August 24, 2011

The Trouble with Tablets in Thailand

Does Video Game Violence Make Kids Weird? (pictured left: my son terrified of a booth babe)
I guess I don't know that much about Thailand, because when I heard that Prime Minister Yingluck was serious about the one tablet per child policy, I expected a different kind of criticism from Bangkok's elite. For example, I figured some astute observers would say things like, "How do we know the company that gets the contract won't be involved in dubious dealings with the Shinawatra family?", or "Why buy tablets when many kids in the impoverished schools in Isan don't even have a decent computer?", and perhaps "How are we going to pay for this shit?"

However, the criticism has been of a more culture warrior variety with critics arguing that children will have access to violent video games and porn. The Nation quotes from concerned citizens about tablets:

Not only do teachers of the target students have to be prepared for the use of the new technology, but parents should also learn how to use the tablets and understand the technology so they can monitor students' use of the tablets and prevent them from accessing improper websites and games.
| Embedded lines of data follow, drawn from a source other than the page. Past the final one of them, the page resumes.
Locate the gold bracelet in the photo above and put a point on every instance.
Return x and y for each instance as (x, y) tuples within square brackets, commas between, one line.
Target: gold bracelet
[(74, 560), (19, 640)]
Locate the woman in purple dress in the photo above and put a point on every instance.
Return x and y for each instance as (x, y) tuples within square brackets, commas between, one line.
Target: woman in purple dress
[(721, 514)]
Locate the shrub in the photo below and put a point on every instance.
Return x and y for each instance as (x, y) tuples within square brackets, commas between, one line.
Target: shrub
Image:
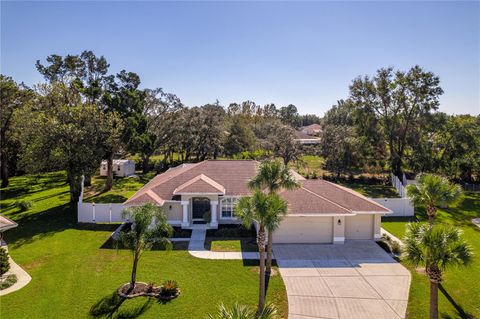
[(396, 248), (8, 282), (207, 217), (23, 205), (4, 262), (169, 287)]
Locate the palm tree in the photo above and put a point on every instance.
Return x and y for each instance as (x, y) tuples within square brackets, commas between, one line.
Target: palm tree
[(260, 208), (437, 248), (433, 191), (273, 176), (238, 311), (149, 227)]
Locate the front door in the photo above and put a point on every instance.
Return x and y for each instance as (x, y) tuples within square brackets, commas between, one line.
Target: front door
[(201, 205)]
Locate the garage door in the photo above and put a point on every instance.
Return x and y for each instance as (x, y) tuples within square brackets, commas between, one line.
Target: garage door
[(359, 227), (304, 230)]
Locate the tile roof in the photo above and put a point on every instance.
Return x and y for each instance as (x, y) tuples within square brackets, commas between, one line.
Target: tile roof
[(230, 177), (200, 184)]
"Office of Basic Education Commission secretary general Chinnapat Bhumirat said schools would have a screening system to block students' access to the Internet as they would have to use the schools' intranet. We want this screening plan to be practical, but people are worried that it won't be, because children learn about technology very quickly [so they may be able to avoid the screening system]," said the head of the Child Safety Promotion and Injury Prevention Research Centre, Adisak Plitponkarnpim.
Now, I may have been scolded once or ten times by my wife for allowing the boys to play Grand Theft Auto on my iPad. However, I believe that the concern over video game violence is misplaced. Bangkok itself is a pretty crazy city, where you can find prostitutes, meth dealers, and horrendous motorcycle accidents right outside your front door. Additionally, Bangkok is not like Western cities, where the violence is isolated into ghettos, barios, and other areas to steer clear of. In Bangkok, you will see new high-rise condos teeming with young professionals overlooking a slum made of aging wood and corrugated metal roofs. The humanity is pretty in your face no matter what socioeconomic bracket you fall into. So, I believe the getting upset about violent video games seems to be the least of the troubles.

Additionally, businesses in Thailand always complain about the lack of IT skills in the Thai workforce. While just handing a kid a tablet certainly isn't going to solve the problem overnight, investment in IT education isn't a bad bet for the future. Crazies and weirdos were around before video games, so it's probably better to invest in things like training for law enforcement to deter crime rather than fearing the occasional scheisse porn site that pops up on some kid's tablet. Besides, if these kids don't have access to digital media, they'll be stuck reading the ridiculously bizarre magazines that populate Bangkok's newsstands for their entire childhood.